Plan to sell Adams Street mansion to Christian 'mystics' causes a stir

Wicket Local, Quincy Massachusetts/March 11, 2009

An organization of Christian mystics planning to buy a $1.7 million mansion on Adams Street promise their sunrise meditations and Sunday prayer services will not disrupt the neighborhood.

But traffic or no traffic, The Centers of Light's stigma as a "religious cult" is causing a stir.

Tuesday night, more than 100 residents from the upscale Hospital Hill neighborhood turned out for a zoning board of appeals hearing at city hall to oppose the group's plans of converting the five-bedroom home into an Order House with a 50-seat chapel.

Most cited traffic concerns and the predominately residential character of the neighborhood as their chief objections.

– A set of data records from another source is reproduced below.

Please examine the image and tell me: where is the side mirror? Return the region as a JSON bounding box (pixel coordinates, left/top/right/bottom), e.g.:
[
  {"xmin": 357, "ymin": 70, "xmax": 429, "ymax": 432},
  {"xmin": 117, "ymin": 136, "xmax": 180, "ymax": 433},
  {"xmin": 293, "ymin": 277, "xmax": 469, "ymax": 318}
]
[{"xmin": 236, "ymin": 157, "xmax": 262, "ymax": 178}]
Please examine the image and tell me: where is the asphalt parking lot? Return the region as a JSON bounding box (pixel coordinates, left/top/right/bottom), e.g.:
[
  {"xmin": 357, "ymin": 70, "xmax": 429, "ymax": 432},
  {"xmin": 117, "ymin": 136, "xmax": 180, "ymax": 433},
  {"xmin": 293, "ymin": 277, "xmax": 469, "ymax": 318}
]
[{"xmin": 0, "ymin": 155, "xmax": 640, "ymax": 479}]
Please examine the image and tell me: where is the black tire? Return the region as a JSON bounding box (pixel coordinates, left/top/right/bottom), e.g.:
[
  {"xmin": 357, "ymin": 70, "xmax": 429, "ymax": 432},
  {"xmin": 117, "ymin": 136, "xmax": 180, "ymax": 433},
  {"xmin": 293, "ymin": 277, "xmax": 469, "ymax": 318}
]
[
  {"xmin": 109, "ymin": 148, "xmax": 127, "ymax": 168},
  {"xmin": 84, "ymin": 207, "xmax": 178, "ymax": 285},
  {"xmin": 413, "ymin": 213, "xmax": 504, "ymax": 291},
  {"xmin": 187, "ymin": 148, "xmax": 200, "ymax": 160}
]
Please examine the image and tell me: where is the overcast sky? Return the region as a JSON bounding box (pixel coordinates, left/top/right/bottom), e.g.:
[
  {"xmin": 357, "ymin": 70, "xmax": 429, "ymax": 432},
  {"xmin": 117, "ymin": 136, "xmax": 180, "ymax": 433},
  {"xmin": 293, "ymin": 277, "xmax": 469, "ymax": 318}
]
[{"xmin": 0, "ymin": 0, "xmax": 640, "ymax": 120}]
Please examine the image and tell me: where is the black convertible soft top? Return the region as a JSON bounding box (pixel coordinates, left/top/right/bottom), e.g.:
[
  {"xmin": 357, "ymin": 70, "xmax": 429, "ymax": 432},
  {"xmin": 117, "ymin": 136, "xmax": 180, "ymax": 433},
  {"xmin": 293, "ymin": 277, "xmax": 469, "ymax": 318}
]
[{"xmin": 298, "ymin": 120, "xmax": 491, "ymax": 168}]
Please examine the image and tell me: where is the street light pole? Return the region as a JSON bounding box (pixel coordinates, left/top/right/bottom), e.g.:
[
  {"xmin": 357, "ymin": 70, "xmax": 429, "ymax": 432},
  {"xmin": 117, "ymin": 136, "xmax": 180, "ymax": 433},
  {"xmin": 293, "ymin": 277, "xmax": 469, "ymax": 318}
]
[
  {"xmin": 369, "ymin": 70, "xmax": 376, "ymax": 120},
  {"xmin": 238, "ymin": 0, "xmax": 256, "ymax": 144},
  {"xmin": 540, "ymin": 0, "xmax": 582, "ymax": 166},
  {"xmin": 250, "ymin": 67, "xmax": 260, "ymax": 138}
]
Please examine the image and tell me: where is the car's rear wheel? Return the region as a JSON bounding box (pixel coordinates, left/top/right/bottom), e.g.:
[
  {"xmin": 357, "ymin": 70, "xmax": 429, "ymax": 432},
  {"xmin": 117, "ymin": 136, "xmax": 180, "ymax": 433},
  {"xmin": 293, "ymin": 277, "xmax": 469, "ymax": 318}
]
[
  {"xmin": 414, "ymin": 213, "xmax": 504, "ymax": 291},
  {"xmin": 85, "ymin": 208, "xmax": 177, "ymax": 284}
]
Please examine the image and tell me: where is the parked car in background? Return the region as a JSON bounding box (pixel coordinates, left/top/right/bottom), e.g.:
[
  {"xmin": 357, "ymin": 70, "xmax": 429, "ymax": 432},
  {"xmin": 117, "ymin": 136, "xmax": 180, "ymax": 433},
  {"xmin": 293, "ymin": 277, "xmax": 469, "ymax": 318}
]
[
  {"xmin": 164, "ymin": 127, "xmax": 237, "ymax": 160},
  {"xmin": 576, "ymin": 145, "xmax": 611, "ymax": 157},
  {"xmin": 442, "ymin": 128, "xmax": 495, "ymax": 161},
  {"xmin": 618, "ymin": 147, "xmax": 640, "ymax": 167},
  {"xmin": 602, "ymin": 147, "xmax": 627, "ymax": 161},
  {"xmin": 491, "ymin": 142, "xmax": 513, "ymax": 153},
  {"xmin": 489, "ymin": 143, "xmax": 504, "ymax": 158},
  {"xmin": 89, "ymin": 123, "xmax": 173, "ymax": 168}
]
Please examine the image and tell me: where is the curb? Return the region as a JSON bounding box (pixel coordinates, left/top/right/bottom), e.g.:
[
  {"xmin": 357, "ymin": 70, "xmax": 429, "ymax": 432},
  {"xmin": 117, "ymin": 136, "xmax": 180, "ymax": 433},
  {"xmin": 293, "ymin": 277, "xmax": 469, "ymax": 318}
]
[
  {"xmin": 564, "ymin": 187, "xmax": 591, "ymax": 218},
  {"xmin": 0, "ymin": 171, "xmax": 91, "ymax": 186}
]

"There are ambulances going up to the hospital adding a tremendous amount of traffic to the area," said resident Paul Bonoli, who added that adding more cars to the area would be what he called a "traffic nightmare."

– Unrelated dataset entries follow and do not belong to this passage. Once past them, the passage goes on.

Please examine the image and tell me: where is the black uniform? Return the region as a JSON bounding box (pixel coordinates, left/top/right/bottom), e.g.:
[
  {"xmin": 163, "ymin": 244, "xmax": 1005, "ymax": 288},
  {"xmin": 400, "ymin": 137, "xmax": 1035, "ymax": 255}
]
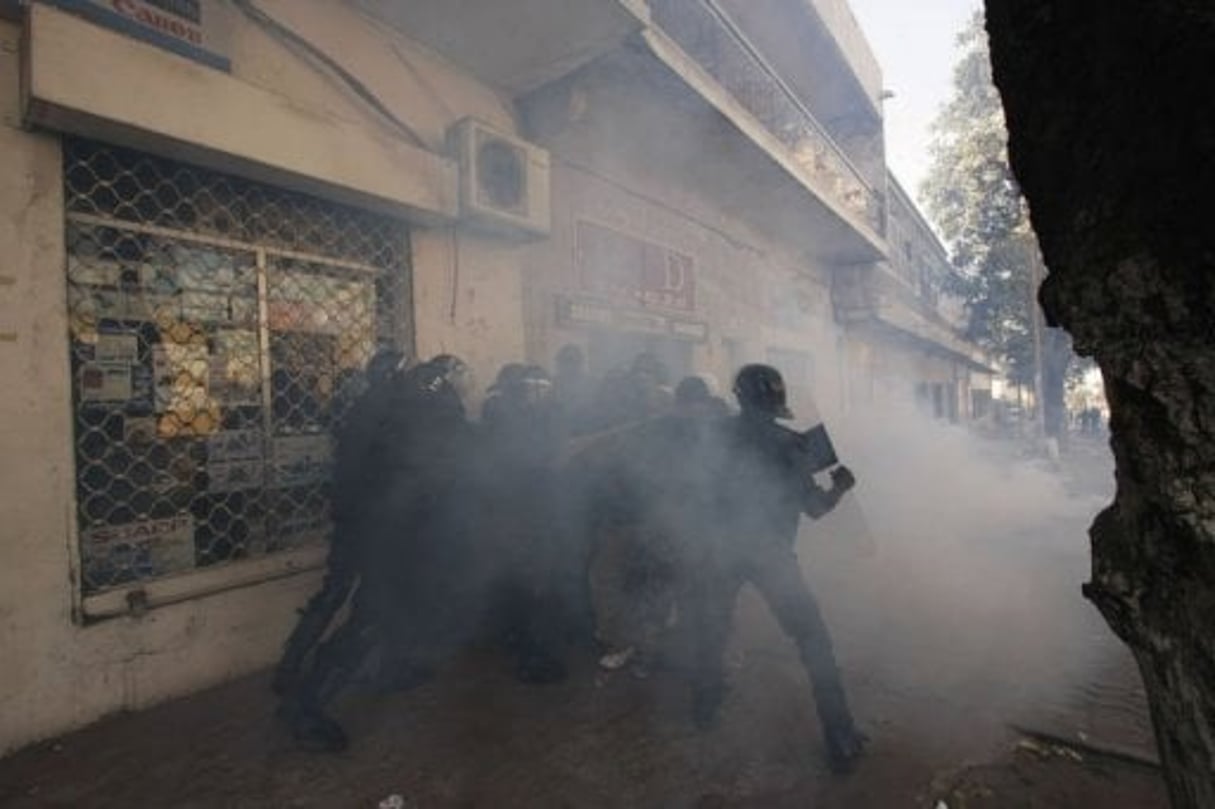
[
  {"xmin": 272, "ymin": 351, "xmax": 403, "ymax": 694},
  {"xmin": 281, "ymin": 361, "xmax": 479, "ymax": 751},
  {"xmin": 476, "ymin": 366, "xmax": 567, "ymax": 683},
  {"xmin": 689, "ymin": 367, "xmax": 864, "ymax": 770}
]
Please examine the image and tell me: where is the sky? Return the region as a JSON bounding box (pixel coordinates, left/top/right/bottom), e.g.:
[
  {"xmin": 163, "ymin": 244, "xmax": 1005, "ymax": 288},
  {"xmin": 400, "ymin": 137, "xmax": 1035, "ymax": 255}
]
[{"xmin": 849, "ymin": 0, "xmax": 982, "ymax": 199}]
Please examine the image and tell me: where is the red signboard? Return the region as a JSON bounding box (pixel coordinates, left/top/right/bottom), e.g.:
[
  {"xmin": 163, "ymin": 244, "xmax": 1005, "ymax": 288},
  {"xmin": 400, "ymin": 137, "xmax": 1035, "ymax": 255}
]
[{"xmin": 575, "ymin": 221, "xmax": 696, "ymax": 311}]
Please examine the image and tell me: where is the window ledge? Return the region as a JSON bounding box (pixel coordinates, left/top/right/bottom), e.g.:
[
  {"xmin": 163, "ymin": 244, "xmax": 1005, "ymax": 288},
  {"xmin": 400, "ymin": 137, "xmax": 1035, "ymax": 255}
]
[{"xmin": 80, "ymin": 545, "xmax": 328, "ymax": 623}]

About 20 people, many identifying themselves as members of the group, spoke in favor.

But the four zoning board members present said that had a vote been taken Tuesday night, they would have rejected the proposal, which was sent back for site plan review.

In an interview beforehand, the Rev. Mary Francis Drake, a member, dismissed what she termed "cult baloney" as misguided fear over the group's non-traditional beliefs.

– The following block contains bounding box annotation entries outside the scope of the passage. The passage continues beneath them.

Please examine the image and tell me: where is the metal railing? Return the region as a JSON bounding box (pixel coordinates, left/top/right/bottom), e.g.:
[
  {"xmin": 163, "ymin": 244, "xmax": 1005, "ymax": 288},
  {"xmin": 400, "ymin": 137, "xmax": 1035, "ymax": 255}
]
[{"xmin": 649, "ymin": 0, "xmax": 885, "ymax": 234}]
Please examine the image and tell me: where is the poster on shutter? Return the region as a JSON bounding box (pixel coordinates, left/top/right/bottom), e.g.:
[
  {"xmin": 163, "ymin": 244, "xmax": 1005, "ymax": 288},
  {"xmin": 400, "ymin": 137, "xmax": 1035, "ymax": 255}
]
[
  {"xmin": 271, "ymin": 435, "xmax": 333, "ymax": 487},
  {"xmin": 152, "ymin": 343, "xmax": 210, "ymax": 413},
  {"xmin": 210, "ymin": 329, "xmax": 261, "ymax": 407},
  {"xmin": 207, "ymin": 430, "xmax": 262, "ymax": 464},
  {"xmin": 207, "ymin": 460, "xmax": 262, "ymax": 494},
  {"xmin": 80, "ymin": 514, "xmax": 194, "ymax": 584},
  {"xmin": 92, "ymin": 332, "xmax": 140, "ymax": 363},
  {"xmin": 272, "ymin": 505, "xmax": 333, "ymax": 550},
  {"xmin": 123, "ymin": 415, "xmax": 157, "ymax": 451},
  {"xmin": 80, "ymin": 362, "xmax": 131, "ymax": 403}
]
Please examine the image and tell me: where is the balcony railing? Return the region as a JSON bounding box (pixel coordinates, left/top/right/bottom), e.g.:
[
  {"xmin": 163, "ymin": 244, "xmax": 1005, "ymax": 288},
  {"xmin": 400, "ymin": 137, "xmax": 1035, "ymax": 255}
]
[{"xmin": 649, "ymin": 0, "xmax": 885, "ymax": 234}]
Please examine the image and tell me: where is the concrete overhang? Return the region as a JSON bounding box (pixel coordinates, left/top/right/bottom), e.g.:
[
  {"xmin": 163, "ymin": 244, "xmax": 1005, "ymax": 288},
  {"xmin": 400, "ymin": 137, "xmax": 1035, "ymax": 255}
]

For example, the Order of Christ/Sophia - as it is formally known - preaches that Jesus Christ and the Virgin Mary are co-redeemers of equal stature. And members, who wear traditional robes, seek divine experience with God through daily meditation.

"We're not looking to proselytize the neighborhood or recruit people," Drake said. "And we have the right to be there."

Founded in Milwaukee and Boston in 1999, the order today has chapters in 14 states. Locally, about 30 members attend its prayer services and Bible study at an eight-room rented house in Jamaica Plain.

Rick Ross, an anti-cult consultant in New Jersey, said parents of a dozen members have contacted him with complaints about activities that he said border on brainwashing.

In one instance, Ross said, a Boston-area family paid him to "deprogram" their daughter.

Followers live a "Spartan existence," Ross said, often cutting themselves off from their families while paying fees and rent to the order's "messianic" co-founder, Father Peter Bowes.

Ross points to Wisconsin Psychology Examining Board records that show Bowes relinquished his license to practice psychology in 2001 after three female patients claimed he led them into the religious group while he was their therapist.

James R. Lewis, a professor at The University of Wisconsin-Stevens Point, spent two years researching the order for his book "Children of Jesus and Mary," which he said Oxford University Press will publish in October.

The cult label is often applied to non-mainstream religious groups, Lewis said, especially when followers' intense involvement creates tension with family members. He criticized Ross' assessment, saying he has "zero professional training" and a financial interest in being hired for so-called deprogramming exercises.

"They're very quiet," Lewis said of the mystics. "The only thing that sets them apart is they go around dressed in clerical uniform."

For Hospital Hill neighbors, the zoning board meeting had a feeling of déjà vu. A similar neighborhood campaign led the William B. Rice Eventide Home to back off plans in 2007 to expand its Adams Street nursing home. And a Montessori School was allowed last year to move into a colonial mansion on the street only after filing a lawsuit against the city.

Ward 5 City Councilor Douglas Gutro said the neighborhood - as in those instances - is "adamantly and unequivocally" opposed to a change in zoning.

Drake said the order has a purchase-and-sale agreement to buy 301 Adams St. Joseph L. Buiel of Duxbury, a Rockland police officer, bought the property from the United States government for $1 million in May of 2007, property records show.

Federal authorities had seized the house and arrested its occupants - Tina Le, Steven Nguyen and Mercedes Acar - after uncovering a tax fraud scheme at a manual labor staffing agency they ran. The three were sentenced in 2007 to a combined 21 years in prison for the scheme, in which they underreported the company's payroll by some $30 million.